Several weeks ago Chad and I were watching the show NOVA on PBS and I have thought about that episode a zillion times since. It was talking about how similar apes and humans are, but then also showing the significant aspects that the apes lack that have stopped them from being just like humans. As they kept saying on the show, they were highlighting some fundamental behaviors that apes are missing which prevent the world from turning into the "planet of the apes". The similarities are eerie that is for sure. However, what I found the most intriguing, and haunting, was the footage they showed of a mother chimpanzee mourning her dead child. The mother literally carried her child's body around until it was nearly completely decomposed. She slung it over her back as she would do if it were alive, and she hugged it, and held it, and looked at it lovingly, as if to say, "Why are you dead? Why?" 

What has run through my mind about that footage is how similar the emotions seem to be between humans and apes. I truly believe that if it weren't for the fact that we would be instantly shackled and sent to a sanitarium for life, human mothers would react in the exact same way if they had a child that died. I believe that to be true because I feel certain that I would need to be sedated and have Lucy pried out of my arms if she ever passed away. I feel this certainty based on how I feel about her each and every day.  Some days are more heartbreaking than others, but regardless, every day brings at least a tiny bit of heartbreak for what Lu has lost, what she is missing in life, and what I want for her, but can't give her because it is out of my control. I feel so...fierce? Passionate? Primal? I'm not sure that there is really a word that describes how I feel about Lu's well-being better than the video of that momma chimp carrying her dead baby. Maybe what I am saying is that I don't always feel the civilized "human" feelings that are socially acceptable when it comes to Lu. I kind of feel like a wild animal that will do anything to see that she is safe, healthy, happy, and whole. 

What I also believe is that the majority of human mothers feel the same way. The sisterhood of motherhood, I think, is a strong bond that our society's civilized rules have watered down to the point that mothers are more casual with each other. Mothers can be judgemental, stand-offish, and unfriendly even, in spite of the fact that each of us would be likely to attack an intruder in our homes to protect our children, or lift a car to save them...or claw someone's eyes out if they threatened to hurt our precious babies.  I believe that just below the surface, most mothers are ready to pounce at the mere notion that someone might hurt their young, just like animals in the wild.
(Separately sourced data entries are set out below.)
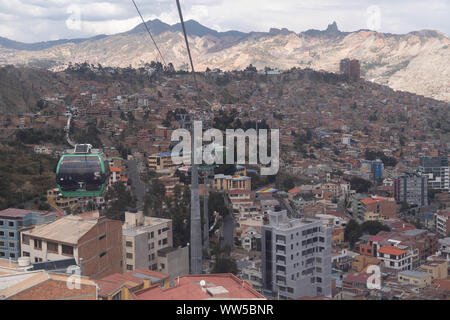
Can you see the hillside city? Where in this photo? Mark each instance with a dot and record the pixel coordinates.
(359, 209)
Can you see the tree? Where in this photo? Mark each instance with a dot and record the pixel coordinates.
(360, 185)
(373, 227)
(352, 232)
(119, 199)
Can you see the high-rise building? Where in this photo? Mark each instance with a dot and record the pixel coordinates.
(411, 188)
(296, 257)
(437, 171)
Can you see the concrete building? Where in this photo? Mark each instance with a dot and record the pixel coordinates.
(443, 223)
(412, 189)
(94, 242)
(373, 166)
(226, 182)
(148, 244)
(296, 257)
(202, 287)
(415, 278)
(437, 171)
(395, 258)
(173, 261)
(11, 221)
(44, 285)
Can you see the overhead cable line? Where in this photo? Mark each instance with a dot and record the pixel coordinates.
(149, 33)
(187, 46)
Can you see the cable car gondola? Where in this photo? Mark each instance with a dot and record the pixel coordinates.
(82, 172)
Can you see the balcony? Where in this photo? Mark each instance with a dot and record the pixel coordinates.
(281, 272)
(281, 262)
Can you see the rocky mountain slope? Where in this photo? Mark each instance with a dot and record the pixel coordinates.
(417, 62)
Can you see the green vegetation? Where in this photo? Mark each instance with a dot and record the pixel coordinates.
(120, 200)
(353, 231)
(360, 185)
(38, 136)
(387, 161)
(24, 175)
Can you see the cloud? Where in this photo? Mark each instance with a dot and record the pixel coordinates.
(40, 20)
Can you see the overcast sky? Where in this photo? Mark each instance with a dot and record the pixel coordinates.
(42, 20)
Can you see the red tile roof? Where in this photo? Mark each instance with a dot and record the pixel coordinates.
(392, 251)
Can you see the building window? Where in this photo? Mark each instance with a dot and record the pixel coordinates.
(25, 239)
(67, 250)
(38, 244)
(117, 296)
(52, 247)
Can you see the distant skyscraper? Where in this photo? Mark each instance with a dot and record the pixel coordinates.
(296, 257)
(351, 68)
(412, 188)
(437, 171)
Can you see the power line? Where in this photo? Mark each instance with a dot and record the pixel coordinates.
(149, 33)
(187, 45)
 I felt so incredibly sad watching that ape carry her baby because I think I can just imagine, just a little bit, what she might be feeling as she lovingly totes it around, trying to change its fate. But, she can't fight death, like she could fight a lion. I can't fight Rett Syndrome like I could fight an intruder.  They are not tangible foes, we can't beat them, we can only try to accept them and live with their consequences.  Acceptance might be the civilized response, however, and as I have stated, I don't think that "civilized" is a mother's gut-reaction, so we just keep fighting, and clawing, and carrying on.